Su sueño es montar en Sevilla una pastelería árabe. Hakima Fahmi, de 32 años, lleva trece en España tras llegar desde Marruecos. Hasta ahora ha trabajado de todo y, confiesa, “no había tenido que pedir ninguna ayuda” hasta que llegó el coronavirus. Familia monoparental, con hijos de 6 y 12 años, de padres diferentes, y dando cobijo a una amiga de su tierra natal, Hakima está preocupada porque tiene caducado su permiso de residencia y en la Oficina de Extranjería no le atienden.
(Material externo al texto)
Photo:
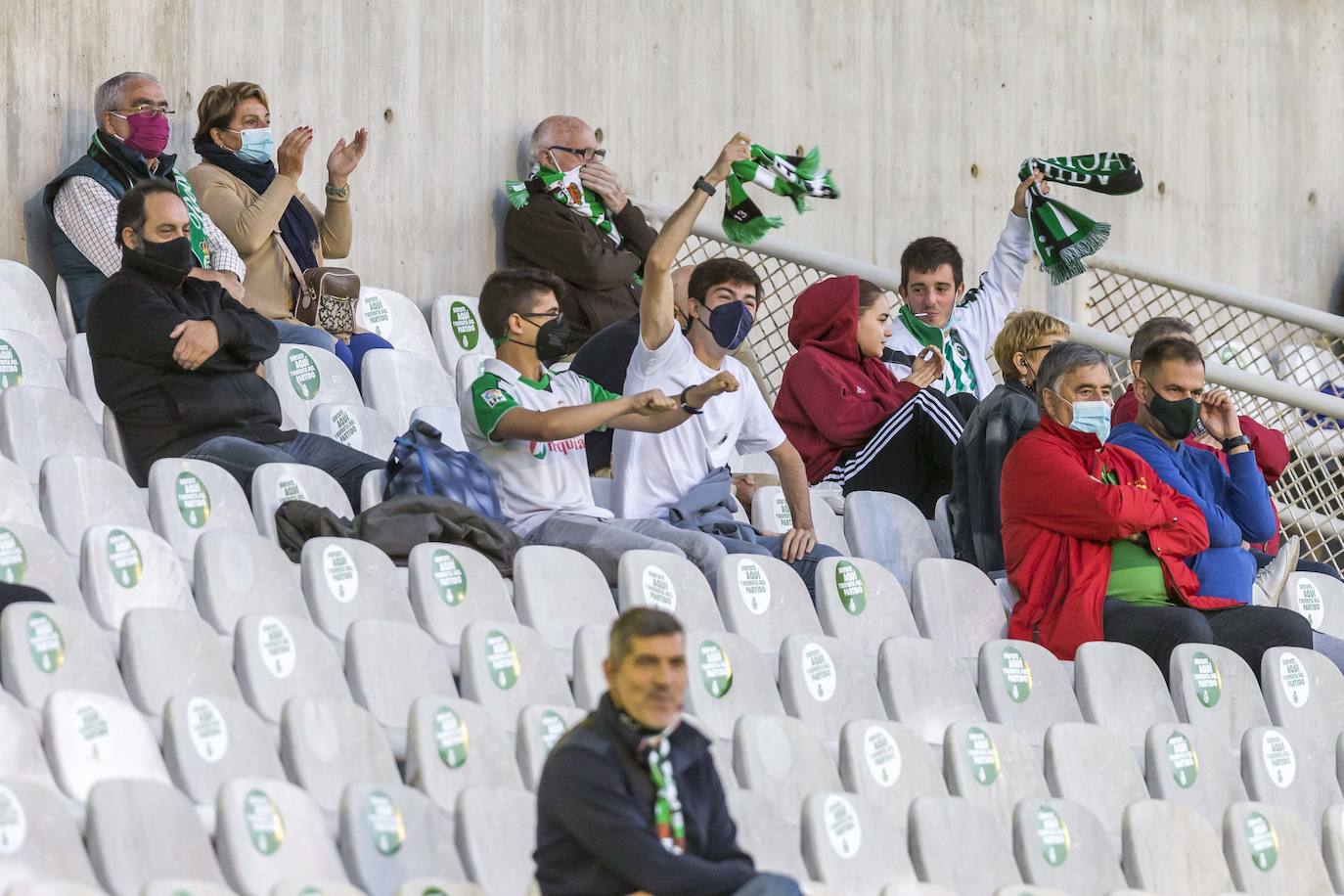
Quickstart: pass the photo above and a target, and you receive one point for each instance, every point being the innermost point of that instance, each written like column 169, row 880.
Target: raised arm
column 656, row 320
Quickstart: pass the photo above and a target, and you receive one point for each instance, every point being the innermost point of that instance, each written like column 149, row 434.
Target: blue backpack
column 421, row 464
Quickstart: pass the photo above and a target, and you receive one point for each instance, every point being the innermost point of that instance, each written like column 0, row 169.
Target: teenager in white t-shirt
column 528, row 425
column 654, row 470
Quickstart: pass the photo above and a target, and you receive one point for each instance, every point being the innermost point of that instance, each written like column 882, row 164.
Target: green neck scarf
column 793, row 176
column 567, row 190
column 1062, row 234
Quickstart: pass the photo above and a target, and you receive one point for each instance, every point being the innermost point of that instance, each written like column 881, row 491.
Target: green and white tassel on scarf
column 567, row 190
column 1062, row 234
column 793, row 176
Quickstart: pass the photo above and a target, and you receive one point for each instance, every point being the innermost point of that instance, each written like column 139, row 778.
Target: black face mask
column 1178, row 418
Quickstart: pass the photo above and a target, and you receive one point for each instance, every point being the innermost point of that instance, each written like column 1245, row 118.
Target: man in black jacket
column 178, row 359
column 629, row 799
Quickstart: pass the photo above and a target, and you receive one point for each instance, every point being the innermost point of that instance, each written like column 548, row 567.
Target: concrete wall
column 923, row 108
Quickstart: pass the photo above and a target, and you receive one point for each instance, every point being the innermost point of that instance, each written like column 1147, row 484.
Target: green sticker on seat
column 46, row 645
column 449, row 576
column 193, row 500
column 1207, row 680
column 467, row 331
column 715, row 669
column 124, row 559
column 302, row 374
column 14, row 559
column 854, row 594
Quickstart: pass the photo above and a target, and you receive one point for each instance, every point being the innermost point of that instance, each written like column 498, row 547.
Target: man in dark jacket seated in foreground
column 178, row 360
column 629, row 799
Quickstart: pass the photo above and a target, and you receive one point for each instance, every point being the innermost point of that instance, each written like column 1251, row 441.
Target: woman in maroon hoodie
column 848, row 416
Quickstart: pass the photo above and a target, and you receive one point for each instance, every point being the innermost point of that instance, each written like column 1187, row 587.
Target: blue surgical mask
column 258, row 146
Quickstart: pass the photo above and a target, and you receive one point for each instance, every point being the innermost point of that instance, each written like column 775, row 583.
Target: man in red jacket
column 1097, row 544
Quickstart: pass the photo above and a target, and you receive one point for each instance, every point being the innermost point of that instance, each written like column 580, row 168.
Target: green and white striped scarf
column 793, row 176
column 1062, row 234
Trabajaba por horas como encargada de la lavandería de unos apartamentos turísticos. Justo antes de la pandemia le ofrecieron un buen trabajo, de nueve meses, a razón de 1.200 euros. “Pero todo se paró”, lamenta. Habla varios idiomas. Huelva, Órgiva (Granada) y Sevilla han sido sus destinos desde que llegó a España, y vivió en una casa de acogida de Fundación Cepaim antes de quedarse en su actual piso, en la zona Norte de la capital, también humilde.
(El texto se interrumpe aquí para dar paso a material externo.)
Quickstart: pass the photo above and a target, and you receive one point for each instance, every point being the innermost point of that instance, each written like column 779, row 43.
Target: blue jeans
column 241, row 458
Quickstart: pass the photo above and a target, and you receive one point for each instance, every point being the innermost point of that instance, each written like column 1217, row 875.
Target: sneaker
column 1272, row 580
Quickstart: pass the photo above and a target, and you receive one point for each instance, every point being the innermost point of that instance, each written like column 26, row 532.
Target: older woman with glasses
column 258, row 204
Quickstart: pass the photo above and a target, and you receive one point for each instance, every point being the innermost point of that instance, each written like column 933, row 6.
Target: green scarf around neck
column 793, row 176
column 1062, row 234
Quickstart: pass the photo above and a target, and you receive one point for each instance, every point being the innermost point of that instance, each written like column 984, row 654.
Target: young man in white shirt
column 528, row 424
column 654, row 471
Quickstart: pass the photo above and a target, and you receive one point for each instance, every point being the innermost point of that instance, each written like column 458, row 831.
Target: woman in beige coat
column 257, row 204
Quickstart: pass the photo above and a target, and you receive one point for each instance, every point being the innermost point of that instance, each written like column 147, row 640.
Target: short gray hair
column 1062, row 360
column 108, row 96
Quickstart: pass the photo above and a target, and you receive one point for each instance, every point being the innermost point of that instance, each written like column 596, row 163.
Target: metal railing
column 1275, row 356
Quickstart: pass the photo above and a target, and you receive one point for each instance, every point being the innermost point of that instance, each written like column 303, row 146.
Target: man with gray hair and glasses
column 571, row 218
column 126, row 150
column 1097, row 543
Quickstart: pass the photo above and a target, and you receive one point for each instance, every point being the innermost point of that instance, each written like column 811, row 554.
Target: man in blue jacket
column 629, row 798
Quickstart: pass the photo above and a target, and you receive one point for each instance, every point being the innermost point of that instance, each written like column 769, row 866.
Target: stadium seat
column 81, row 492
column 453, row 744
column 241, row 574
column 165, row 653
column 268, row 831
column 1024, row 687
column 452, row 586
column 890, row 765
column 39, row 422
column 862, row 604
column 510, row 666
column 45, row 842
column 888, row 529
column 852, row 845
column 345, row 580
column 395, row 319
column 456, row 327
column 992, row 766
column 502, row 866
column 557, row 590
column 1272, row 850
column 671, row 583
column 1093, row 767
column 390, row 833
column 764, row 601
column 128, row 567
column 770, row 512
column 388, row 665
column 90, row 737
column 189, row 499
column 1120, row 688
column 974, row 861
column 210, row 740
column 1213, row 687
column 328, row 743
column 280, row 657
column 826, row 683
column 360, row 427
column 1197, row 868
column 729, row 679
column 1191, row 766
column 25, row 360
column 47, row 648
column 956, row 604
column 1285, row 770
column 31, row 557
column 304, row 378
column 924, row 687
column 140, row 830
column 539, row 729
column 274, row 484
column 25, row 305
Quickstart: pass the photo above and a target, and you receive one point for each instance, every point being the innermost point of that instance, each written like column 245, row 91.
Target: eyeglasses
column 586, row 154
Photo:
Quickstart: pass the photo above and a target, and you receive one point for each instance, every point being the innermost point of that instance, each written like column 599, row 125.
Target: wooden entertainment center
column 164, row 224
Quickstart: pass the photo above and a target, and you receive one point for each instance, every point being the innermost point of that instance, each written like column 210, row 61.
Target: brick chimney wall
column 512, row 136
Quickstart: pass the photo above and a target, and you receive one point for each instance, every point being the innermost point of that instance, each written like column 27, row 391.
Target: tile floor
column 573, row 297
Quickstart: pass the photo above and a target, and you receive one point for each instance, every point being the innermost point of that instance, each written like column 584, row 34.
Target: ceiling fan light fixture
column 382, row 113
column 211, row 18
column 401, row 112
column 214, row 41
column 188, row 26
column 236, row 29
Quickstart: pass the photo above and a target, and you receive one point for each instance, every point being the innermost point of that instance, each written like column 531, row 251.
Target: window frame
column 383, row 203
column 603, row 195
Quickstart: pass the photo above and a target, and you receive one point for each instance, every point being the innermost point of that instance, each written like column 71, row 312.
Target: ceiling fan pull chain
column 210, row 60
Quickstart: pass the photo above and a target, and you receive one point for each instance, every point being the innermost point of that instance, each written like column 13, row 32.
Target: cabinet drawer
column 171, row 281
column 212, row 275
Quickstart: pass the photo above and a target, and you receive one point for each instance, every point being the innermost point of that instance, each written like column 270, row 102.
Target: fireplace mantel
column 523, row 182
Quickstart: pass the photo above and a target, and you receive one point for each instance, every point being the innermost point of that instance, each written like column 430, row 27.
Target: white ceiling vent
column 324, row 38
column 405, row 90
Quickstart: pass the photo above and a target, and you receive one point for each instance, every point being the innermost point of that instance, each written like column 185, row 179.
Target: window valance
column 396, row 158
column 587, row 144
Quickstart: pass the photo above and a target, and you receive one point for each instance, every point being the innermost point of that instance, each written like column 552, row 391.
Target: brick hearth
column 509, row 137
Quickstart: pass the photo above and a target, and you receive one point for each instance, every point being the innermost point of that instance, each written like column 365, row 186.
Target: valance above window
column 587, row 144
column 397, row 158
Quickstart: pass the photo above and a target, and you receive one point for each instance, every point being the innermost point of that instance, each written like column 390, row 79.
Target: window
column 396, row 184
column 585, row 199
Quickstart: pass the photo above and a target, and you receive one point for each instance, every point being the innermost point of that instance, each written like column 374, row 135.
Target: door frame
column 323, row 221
“¿Quieres un vaso de agua?”, pregunta educadamente su hijo mayor, consciente de la acalorada y extraña llegada visitante, y ocultando sus dotes culinarios que más tarde ofrecerá y que, sin duda, ha heredado de su madre. Pasada la dureza del confinamiento más estricto, en la que colaboró con una cercana tienda de alimentación elaborando pan por 20 euros al día durante el ramadán, Hakima señala que en estos meses ha llamado a “todos los números que me han dado” para recibir alguna ayuda social pero “nadie contesta”. “Te dicen que te van a llamar pero sé que ya hay personas esperando. Conozco casos de gente que no lo necesita”, denuncia. Sin ERTE, sin paro, con la residencia caducada, se ha visto en una nueva situación, ya de por sí difícil.
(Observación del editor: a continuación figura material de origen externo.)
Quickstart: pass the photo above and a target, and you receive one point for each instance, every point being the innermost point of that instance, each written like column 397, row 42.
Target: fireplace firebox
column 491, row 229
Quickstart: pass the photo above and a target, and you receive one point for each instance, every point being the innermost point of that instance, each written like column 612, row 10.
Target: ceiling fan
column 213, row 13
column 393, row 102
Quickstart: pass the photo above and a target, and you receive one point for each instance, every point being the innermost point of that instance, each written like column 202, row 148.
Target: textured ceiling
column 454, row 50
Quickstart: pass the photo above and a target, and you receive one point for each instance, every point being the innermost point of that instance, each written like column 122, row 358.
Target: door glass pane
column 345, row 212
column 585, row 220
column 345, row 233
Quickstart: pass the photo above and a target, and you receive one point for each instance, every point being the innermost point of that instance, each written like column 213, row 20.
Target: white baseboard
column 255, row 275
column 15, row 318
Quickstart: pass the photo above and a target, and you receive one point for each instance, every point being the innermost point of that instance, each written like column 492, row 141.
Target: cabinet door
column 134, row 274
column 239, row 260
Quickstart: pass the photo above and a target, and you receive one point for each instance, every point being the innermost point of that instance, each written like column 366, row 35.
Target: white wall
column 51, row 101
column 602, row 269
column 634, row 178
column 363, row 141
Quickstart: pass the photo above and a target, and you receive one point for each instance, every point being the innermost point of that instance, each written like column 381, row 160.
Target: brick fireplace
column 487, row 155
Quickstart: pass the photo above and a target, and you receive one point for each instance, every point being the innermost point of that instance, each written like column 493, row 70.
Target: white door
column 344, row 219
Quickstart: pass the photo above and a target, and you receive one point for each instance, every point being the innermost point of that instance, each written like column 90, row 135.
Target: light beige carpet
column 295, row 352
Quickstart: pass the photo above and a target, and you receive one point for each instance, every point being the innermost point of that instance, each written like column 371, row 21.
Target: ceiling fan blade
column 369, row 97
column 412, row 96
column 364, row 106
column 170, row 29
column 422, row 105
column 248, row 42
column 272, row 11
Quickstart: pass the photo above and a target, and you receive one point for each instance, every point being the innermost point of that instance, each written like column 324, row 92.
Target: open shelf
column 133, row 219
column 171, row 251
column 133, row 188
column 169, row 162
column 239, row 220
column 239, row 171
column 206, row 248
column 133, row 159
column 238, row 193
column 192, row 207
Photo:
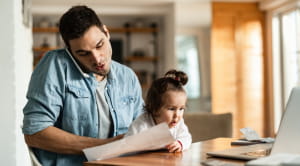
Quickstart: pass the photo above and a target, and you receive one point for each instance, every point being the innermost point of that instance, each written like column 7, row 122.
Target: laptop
column 287, row 139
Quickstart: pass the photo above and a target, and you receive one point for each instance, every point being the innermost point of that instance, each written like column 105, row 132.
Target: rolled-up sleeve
column 44, row 100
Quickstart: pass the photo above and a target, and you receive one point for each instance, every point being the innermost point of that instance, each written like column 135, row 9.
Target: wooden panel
column 237, row 64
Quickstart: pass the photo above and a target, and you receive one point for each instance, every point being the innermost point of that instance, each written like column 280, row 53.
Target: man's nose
column 96, row 56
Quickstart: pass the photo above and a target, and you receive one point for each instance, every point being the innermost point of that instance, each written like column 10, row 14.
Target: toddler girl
column 166, row 102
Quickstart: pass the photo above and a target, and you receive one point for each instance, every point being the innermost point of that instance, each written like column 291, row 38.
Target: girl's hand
column 174, row 147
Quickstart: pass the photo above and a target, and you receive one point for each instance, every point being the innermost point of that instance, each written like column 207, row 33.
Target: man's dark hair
column 76, row 21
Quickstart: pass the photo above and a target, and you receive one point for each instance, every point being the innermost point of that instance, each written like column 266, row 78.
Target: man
column 78, row 97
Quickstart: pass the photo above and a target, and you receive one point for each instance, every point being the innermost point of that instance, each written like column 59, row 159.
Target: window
column 286, row 58
column 187, row 58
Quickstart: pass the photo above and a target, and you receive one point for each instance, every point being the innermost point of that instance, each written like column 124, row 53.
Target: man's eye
column 172, row 109
column 100, row 45
column 83, row 54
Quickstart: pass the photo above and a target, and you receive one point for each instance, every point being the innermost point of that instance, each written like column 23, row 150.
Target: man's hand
column 174, row 147
column 59, row 141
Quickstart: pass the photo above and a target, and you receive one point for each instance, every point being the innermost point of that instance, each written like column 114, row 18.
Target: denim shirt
column 60, row 95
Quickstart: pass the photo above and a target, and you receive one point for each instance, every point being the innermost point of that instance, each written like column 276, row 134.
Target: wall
column 16, row 66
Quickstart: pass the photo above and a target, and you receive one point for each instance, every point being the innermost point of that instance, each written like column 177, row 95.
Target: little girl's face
column 172, row 109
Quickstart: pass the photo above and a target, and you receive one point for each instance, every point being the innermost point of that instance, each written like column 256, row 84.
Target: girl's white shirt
column 145, row 121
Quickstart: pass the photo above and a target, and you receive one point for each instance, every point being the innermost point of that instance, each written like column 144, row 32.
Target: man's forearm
column 59, row 141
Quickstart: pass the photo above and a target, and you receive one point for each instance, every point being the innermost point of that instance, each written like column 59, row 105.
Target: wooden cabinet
column 237, row 64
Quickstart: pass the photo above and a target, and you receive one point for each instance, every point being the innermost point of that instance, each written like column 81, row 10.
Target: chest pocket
column 78, row 92
column 77, row 107
column 125, row 111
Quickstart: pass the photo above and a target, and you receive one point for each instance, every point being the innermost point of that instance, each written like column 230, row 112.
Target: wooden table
column 191, row 157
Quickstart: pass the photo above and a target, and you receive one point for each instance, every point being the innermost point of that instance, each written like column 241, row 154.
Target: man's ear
column 106, row 31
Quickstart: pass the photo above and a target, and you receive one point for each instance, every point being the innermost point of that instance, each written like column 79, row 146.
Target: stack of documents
column 154, row 138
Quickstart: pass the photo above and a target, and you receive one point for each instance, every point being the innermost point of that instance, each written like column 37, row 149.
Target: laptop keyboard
column 259, row 153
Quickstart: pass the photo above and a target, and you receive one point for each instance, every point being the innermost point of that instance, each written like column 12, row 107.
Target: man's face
column 93, row 51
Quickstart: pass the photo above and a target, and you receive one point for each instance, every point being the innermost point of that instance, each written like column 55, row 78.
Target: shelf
column 47, row 30
column 141, row 58
column 44, row 49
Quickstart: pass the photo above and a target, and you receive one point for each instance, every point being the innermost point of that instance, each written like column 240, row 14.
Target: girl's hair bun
column 176, row 75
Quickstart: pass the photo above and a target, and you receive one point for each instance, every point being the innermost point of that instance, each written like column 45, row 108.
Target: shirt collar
column 76, row 64
column 110, row 74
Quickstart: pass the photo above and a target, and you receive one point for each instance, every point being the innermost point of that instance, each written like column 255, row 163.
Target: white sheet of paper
column 156, row 137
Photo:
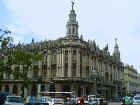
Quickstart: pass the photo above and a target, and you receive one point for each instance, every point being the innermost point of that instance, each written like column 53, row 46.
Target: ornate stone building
column 131, row 78
column 74, row 65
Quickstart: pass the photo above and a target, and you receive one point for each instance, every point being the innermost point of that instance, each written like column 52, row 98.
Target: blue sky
column 99, row 20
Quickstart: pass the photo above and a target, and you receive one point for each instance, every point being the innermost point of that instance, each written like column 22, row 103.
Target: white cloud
column 102, row 20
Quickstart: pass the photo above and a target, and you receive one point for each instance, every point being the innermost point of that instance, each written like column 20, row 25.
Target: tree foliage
column 15, row 55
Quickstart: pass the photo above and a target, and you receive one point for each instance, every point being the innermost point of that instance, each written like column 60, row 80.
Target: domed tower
column 72, row 24
column 116, row 50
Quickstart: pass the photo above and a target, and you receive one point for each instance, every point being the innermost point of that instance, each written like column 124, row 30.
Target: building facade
column 130, row 77
column 73, row 65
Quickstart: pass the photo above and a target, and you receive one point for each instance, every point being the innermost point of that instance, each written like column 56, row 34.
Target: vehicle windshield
column 137, row 98
column 92, row 96
column 15, row 99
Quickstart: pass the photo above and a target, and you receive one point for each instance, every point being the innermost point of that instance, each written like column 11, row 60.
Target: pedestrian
column 81, row 101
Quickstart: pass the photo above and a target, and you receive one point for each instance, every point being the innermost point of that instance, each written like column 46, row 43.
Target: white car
column 39, row 100
column 14, row 100
column 136, row 100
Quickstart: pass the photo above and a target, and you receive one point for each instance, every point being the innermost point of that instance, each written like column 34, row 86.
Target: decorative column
column 78, row 64
column 69, row 62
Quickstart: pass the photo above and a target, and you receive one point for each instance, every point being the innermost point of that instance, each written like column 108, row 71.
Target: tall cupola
column 72, row 24
column 116, row 50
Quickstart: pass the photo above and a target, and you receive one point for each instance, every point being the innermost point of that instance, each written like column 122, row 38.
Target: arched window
column 6, row 88
column 15, row 89
column 34, row 89
column 22, row 91
column 69, row 31
column 73, row 31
Aunque reconoce que ya su vida está en Sevilla y que se siente “extranjera en Marruecos”, de momento no puede desplazarse a su país para ver a su familia porque necesita la autorización del padre de uno de sus hijos para expedirle el pasaporte. El chico, mientras, se muestra encantado de poder participar en las colonias urbanas de la mano de Save the Children tras recibir refuerzo educativo online durante las semanas más duras del confinamiento. “Prefiero ir al colegio”, apunta en todo caso. Hakima señala que tiene que “hacer de madre y de padre”, con lo que la perseguida conciliación se le complica. “He estado 13 años en España sin pedir ayuda, trabajando, pero ahora es todo más difícil”, explica.

Confiada en que ese sueño de poder vivir de su propio negocio se cumpla algún día, Hakima, como Rocío, se echa a las espaldas a su familia para poder sobrevivir a la pandemia y a sus terribles consecuencias vitales para miles de familias con menores a cargo. Para Save the Children, la pobreza infantil severa en Andalucía podría llegar al 22% en 2020 debido a la crisis económica por la COVID-19 (nueve puntos más que en la actualidad), lo que demostraría que los niños y niñas andaluces serían los principales afectados de la pandemia. A pesar de que el empleo crezca un 5% en 2021, y la tasa de paro baje hasta el 23,7%, como indican las previsiones económicas, las tasas de pobreza infantil en Andalucía no se recuperarían. Como ya ocurrió en la crisis del 2008, el riesgo de que los niños y niñas de caigan en la pobreza no se reduce porque la economía mejore. Mientras, las economías familiares de Rocío y Hakima tratan de aguantar el tirón.